Para partner mengaku puas dengan penyelenggaraan ajang yang notabene hanya sebuah turnamen itu.
Walhasil, partner-partner tersebut disebut ketagihan untuk kembali berkecimpung di ranah sepak bola dalam negeri. Khususnya sponsor resmi yang terdiri dari Torabika, Indosat IM3, BTPN Wow, dan Kuku Bima.

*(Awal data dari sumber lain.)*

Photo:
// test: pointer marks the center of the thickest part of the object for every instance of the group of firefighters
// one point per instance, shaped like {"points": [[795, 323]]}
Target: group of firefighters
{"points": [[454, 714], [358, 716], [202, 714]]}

Mereka tak ragu lantaran menganggap sepak bola sangat ideal untuk membangun brand value perusahaan.
Baca Juga:
- 5 Rekrutan Paling Mengecewakan Premier League Musim Ini
- Jan Molby: Manchester City adalah Sasaran Empuk bagi Liverpool
- Ini Alasan FC Barcelona Enggan Beli Pelapis Sergio Busquets
Daya jangkau sepak bola, yang mampu menembus semua lapisan masyarakat, menjadi faktornya.
Meski begitu, Torabika, Indosat, BTPN, dan Kuku Bima masih menanti perkembangan yang terjadi pasca-Kongres Tahunan PSSI di Bandung, 8 Januari 2017.

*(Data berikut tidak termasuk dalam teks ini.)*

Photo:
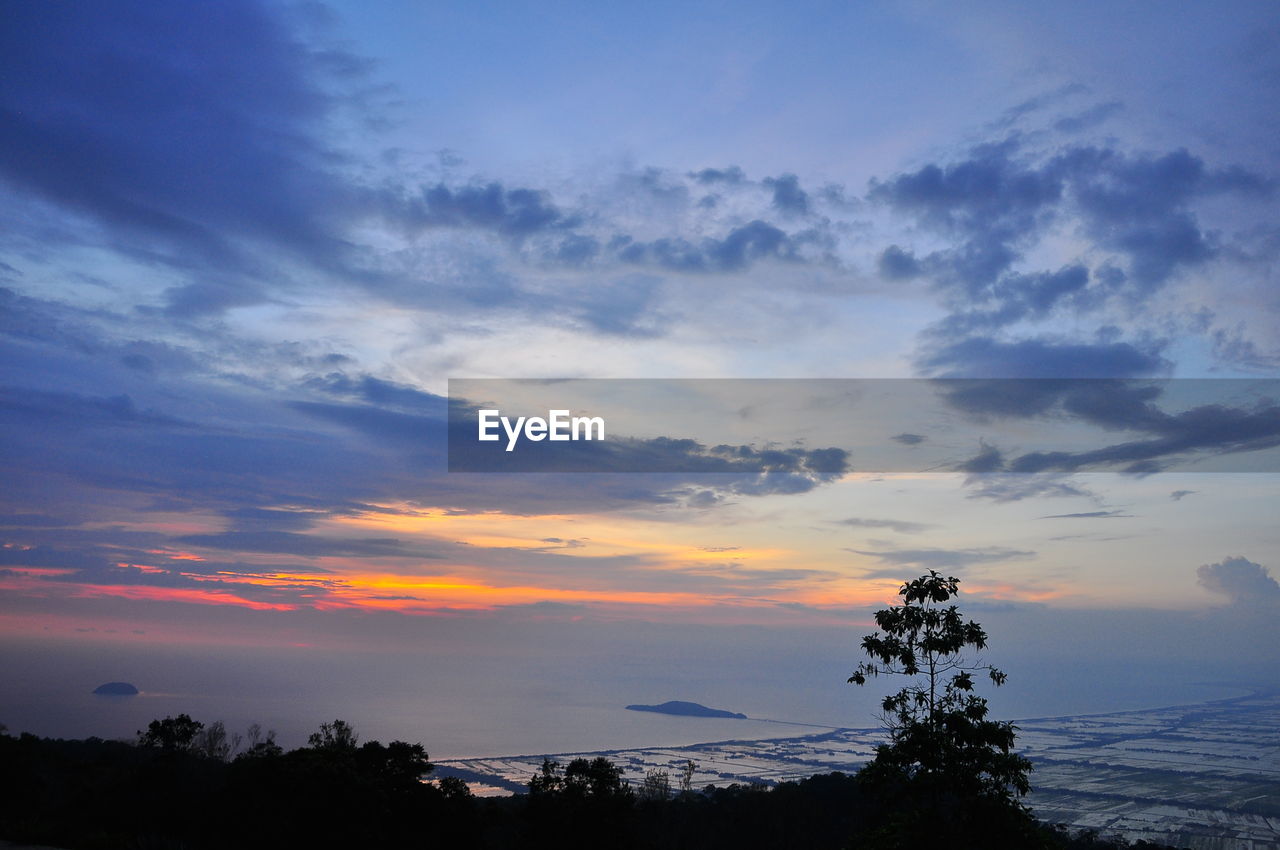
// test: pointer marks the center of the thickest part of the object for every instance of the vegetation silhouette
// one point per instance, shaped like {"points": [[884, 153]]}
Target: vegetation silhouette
{"points": [[946, 769], [946, 778]]}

"Terkait liga selanjutnya, kami masih menunggu kejelasan untuk dikaji bersama-sama. Yang jelas, sepak bola menjadi bidang yang harus didukung," ujar Division Head Event and Sponsorship IM3 Ooredoo, Benny Hutagalung.
"Kami pun sudah fokus di sepak bola sejak empat tahun lalu, bekerja sama dengan Arema dan Persib. Untuk tahun depan, tentu kami ingin lebih luas," tuturnya.
Ungkapan bahwa sepak bola menjadi media yang tepat untuk membangun merek perusahaan juga dikatakan oleh Kuku Bima.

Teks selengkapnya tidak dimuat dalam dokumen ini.